An image of Japan’s Prime Minister Fumio Kishida attending the UAE-Japan Business Forum in Abu Dhabi — AFP/Files

Japan’s Prime Minister Fumio Kishida concluded his Gulf tour focused on energy security and cooperation by visiting gas-rich Qatar on Tuesday. 

The visit aimed to strengthen ties and collaboration between Tokyo and Qatar, particularly in stabilizing the global market for liquefied natural gas (LNG). 

Kishida’s tour began in Saudi Arabia, where he met Crown Prince Mohammed bin Salman, and then proceeded to the United Arab Emirates before arriving in Doha, marking the first visit by a Japanese premier to Qatar in a decade.

During his meeting with Qatar’s Emir Sheikh Tamim bin Hamad Al-Thani, Kishida discussed developments related to energy security and supplies. The leaders will also attend a Japan-Qatar meeting focused on promoting cooperation in energy security, clean energy, and decarbonization.

 The foreign ministry of Japan stated that both countries would express their expectations for increased participation by Japanese corporations in large-scale projects, including upstream LNG initiatives.

The visit comes at a time when Japanese companies are negotiating new long-term LNG supply contracts with Qatar. Bloomberg reported that Japanese LNG importers have not signed a contract with Qatar since 2014, and deliveries of Qatari LNG to Tokyo decreased by over 60% last year. Japan’s top LNG importer, Jera, did not renew contracts for gas supply of 5.5 million tonnes per year that expired in 2021. The need for increased LNG supply from Qatar is crucial for Japan, especially considering potential disruptions in the wake of Russia’s invasion of Ukraine.

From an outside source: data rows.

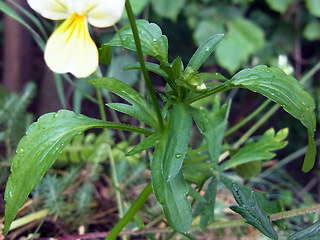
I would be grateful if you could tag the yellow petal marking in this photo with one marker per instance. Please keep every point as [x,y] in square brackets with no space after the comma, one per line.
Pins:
[71,49]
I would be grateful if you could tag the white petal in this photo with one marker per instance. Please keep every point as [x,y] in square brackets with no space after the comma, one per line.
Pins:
[104,13]
[71,49]
[51,9]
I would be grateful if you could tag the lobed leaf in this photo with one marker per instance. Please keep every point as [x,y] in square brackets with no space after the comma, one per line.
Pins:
[38,150]
[285,90]
[171,194]
[260,150]
[153,43]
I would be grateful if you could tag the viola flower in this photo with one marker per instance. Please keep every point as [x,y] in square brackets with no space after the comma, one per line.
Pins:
[70,48]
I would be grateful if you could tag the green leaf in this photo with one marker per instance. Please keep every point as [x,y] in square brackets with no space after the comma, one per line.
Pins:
[310,233]
[285,90]
[171,194]
[152,67]
[206,29]
[153,43]
[105,54]
[177,141]
[204,51]
[243,39]
[279,6]
[145,144]
[139,109]
[312,31]
[206,209]
[197,171]
[137,7]
[38,150]
[249,170]
[260,150]
[268,206]
[313,7]
[167,8]
[249,208]
[215,124]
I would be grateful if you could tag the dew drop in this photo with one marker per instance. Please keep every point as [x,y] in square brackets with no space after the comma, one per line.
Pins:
[20,150]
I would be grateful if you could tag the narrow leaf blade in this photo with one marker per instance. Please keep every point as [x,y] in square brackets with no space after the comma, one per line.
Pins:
[260,150]
[250,209]
[177,141]
[171,194]
[140,108]
[285,90]
[153,43]
[204,51]
[38,150]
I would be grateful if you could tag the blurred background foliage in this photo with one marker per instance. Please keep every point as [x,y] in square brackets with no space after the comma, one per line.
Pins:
[284,33]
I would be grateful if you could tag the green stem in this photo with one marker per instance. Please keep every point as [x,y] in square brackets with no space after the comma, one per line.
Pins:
[218,89]
[309,74]
[121,126]
[29,218]
[248,118]
[142,63]
[116,183]
[131,212]
[256,126]
[101,105]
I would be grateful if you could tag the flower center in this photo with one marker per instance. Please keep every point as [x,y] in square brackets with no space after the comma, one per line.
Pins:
[74,26]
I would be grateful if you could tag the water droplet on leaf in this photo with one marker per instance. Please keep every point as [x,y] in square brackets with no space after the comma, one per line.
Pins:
[20,150]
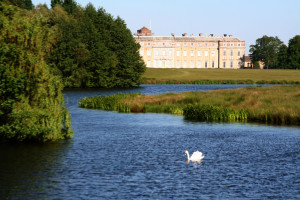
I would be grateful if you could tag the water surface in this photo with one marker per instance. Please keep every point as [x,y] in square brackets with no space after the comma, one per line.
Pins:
[141,156]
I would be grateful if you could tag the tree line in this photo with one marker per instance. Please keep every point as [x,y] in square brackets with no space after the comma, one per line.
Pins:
[43,50]
[274,54]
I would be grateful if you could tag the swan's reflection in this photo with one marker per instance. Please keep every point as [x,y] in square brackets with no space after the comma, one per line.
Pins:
[194,162]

While Japan seeks to secure stable and reliable LNG supply from Qatar, China has already signed long-term contracts with Qatar, including a recent 27-year deal to receive four million tonnes annually. China’s agreements with Qatar have marked some of the industry’s longest-running contracts. Qatari gas, primarily consumed by Asian countries such as China, Japan, and South Korea, has also gained interest from European nations since the Ukraine crisis. Qatar plans to expand activities at the North Field, the world’s largest natural gas reserve, to increase LNG production by at least 60% to reach 126 million tonnes per year by 2027.